From: Juliusz Chroboczek <jch@irif.fr>
To: galene@lists.galene.org
Subject: [Galene] More work on speech-to-text
Date: Fri, 08 Nov 2024 15:54:55 +0100 [thread overview]
Message-ID: <87ed3l6aio.wl-jch@irif.fr> (raw)
Hi,
I've just finished doing some more work on speech-to-text support.
Galene-stt can now run in three modes:
- dump a transcript to standard output; this is the default, and is
useful if you're trying to follow a meeting that's not in a language
you understand well;
- dump a transcript to the chat; this is requested with the option
"-chat", and I don't think it's very useful;
- generate proper captions; this is requested with the option
"-caption", and is pretty useful in general.
You first need to create a group with a user "speech-to-text" with the
permission to publish captions. Here's what I did in order to create the
group <https://galene.org:8443/group/public/stt/>:
galenectl create-group -group public/stt
galenectl create-user -group public/stt -user speech-to-text -permissions caption
galenectl set-password -group public/stt -user speech-to-text -type wildcard
galenectl create-user -group public/stt -wildcard
galenectl set-password -group public/stt -wildcard -type wildcard
Now run the galene-stt client on the fastest machine you have access to:
./galene-stt -model models/ggml-tiny-q5_1.bin -caption https://galene.org:8443/group/public/stt
Type `./galene-stt -help` for other options. Whisper.cpp has a lot of
other options which I haven't exported in galene-stt, please let me know
if there are any that you'd find useful.
https://github.com/ggerganov/whisper.cpp/blob/master/examples/main/main.cpp#L125
The problem is, of course, that whisper.cpp (the speech-to-text library
I'm using) is too slow to produce real-time output; on my
(eight-years-old) laptop, I'm able to run it in real-time using the "tiny"
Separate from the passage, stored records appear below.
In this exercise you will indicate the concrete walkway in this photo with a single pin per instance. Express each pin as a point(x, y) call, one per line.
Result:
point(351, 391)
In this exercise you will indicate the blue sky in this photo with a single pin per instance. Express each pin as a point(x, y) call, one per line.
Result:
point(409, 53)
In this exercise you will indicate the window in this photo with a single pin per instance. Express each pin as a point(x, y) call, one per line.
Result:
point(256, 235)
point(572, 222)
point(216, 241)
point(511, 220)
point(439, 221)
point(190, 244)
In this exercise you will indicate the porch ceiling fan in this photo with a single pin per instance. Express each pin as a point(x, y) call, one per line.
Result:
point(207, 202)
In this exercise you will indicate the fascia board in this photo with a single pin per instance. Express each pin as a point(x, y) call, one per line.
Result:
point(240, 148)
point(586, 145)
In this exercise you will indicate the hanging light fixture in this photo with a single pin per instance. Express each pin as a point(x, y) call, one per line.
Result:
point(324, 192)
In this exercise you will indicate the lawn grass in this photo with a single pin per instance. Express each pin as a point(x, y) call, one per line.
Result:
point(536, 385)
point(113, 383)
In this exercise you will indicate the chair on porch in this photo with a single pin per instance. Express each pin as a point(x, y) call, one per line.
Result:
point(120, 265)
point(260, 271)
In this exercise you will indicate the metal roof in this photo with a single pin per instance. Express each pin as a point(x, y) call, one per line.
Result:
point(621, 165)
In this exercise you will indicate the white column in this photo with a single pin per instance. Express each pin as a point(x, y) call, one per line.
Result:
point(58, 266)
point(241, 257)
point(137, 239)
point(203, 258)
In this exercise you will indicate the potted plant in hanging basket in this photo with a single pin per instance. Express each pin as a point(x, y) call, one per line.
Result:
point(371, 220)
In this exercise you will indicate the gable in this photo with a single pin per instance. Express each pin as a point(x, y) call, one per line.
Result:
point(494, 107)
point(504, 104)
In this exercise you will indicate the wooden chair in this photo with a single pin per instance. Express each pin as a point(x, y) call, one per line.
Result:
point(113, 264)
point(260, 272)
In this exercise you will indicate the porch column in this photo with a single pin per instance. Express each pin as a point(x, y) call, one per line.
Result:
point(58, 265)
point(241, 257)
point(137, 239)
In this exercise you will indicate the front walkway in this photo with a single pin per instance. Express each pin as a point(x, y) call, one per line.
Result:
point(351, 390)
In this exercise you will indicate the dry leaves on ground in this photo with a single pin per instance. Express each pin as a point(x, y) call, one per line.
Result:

model, which does not produce useful output in practice. I'm
experimenting with running it on the GPU, but with little success so far.
The obvious solution would be to use the cloud instance of Whisper instead
of running the inference locally, but that raises serious privacy issues.
I won't be implementing it myself, but if you're not concerned about
privacy, please feel free to fork the galene-stt tool and announce your
fork on the list.
Next steps:
- more work on audio segmentation;
- GPU support.
-- Juliusz
reply other threads:[~2024-11-08 14:54 UTC|newest]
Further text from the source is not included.